Two-stream with 3D CNNs
Most recent works on human action recognition [4,22] are based on two-stream methods with 3D CNNs. The network architectures of these methods also include two streams, i.e., spatial stream and temporal stream. However, these works choose 3D convolutions as building blocks. Andrew Zisserman et al. [2] presented a Two-Stream Inflated 3D ConvNet (I3D), which uses 3D Inception-V1 as building block and considerably improve the state-of-the-art in action recognition in videos. Zhaofan et al. [31] proposed a Pseudo-3D Residual Net (P3D ResNet), which exploits various bottleneck structures to make the network deeper and have fewer parameters, and the method achieves superior performances over several state-of-the-art techniques.

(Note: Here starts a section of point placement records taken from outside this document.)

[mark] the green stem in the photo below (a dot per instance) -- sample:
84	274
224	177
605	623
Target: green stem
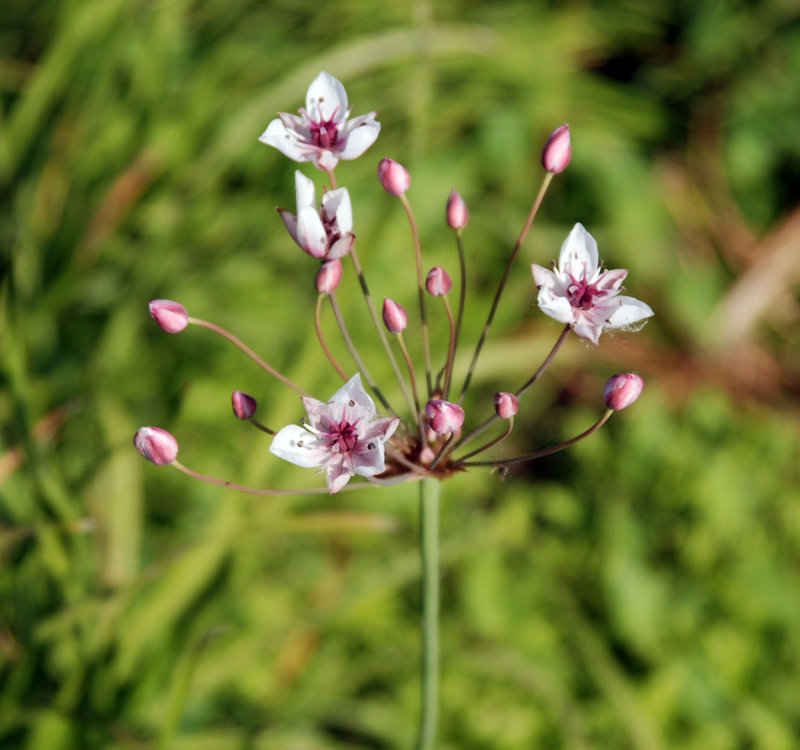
429	547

In this paper, we presented a novel two-stream architecture with 3D CNNs, which combines 2D convolution and 3D convolution to learn spatio-temporal features, our proposed network model has less trainable parameters and reduce the computational cost largely.
TDN and beyond
At present, researchers are also actively exploring other types of networks to extract video temporal and spatial information. Liu et al. [28] designed the architecture of TANet to learn the complex temporal dynamics of video data in an adaptive way by introducing a temporal adaptive module with video specific kernels. The kernel parameters are divided into position-sensitive adaptive weights and position-independent adaptive convolution kernel to make the network capture the motion more accurately. Wang et al. [42] proposed the TDN (Temporal Difference Networks) model in which a short-term network and a long-term network are designed to capture local and global dynamic information of actions. This design further improves the accuracy of the model. Islam et al. [19] devised a novel SNSP descriptor to obtain complex spatial information among all skeletal joints by using the prominent joint. Ronghao et al. [32] constructed a spatial module which uses the residual GCN network with the channel attention block to extract the high-level spatial features, and a temporal module which uses the multi-scale neural network to extract the temporal features at different scales. Vishwakarma and Dhiman proposed a new hybrid technique for the description of human action and activity in video sequences, which integrates both global and local details of the action [40]. In the works [6,7], some feature descriptors were presented to detect the abnormal actions. Essentially, action recognition descriptors or spatio-temporal modules are also designed to capture spatiotemporal features, which can be used to human action classification [20,37].
Proposed model
The two-stream architecture is one of the most popular and powerful methods for human action recognition in videos. In this paper, we presented a novel heterogeneous two-stream network for human action recognition in videos, as shown in Fig. 1.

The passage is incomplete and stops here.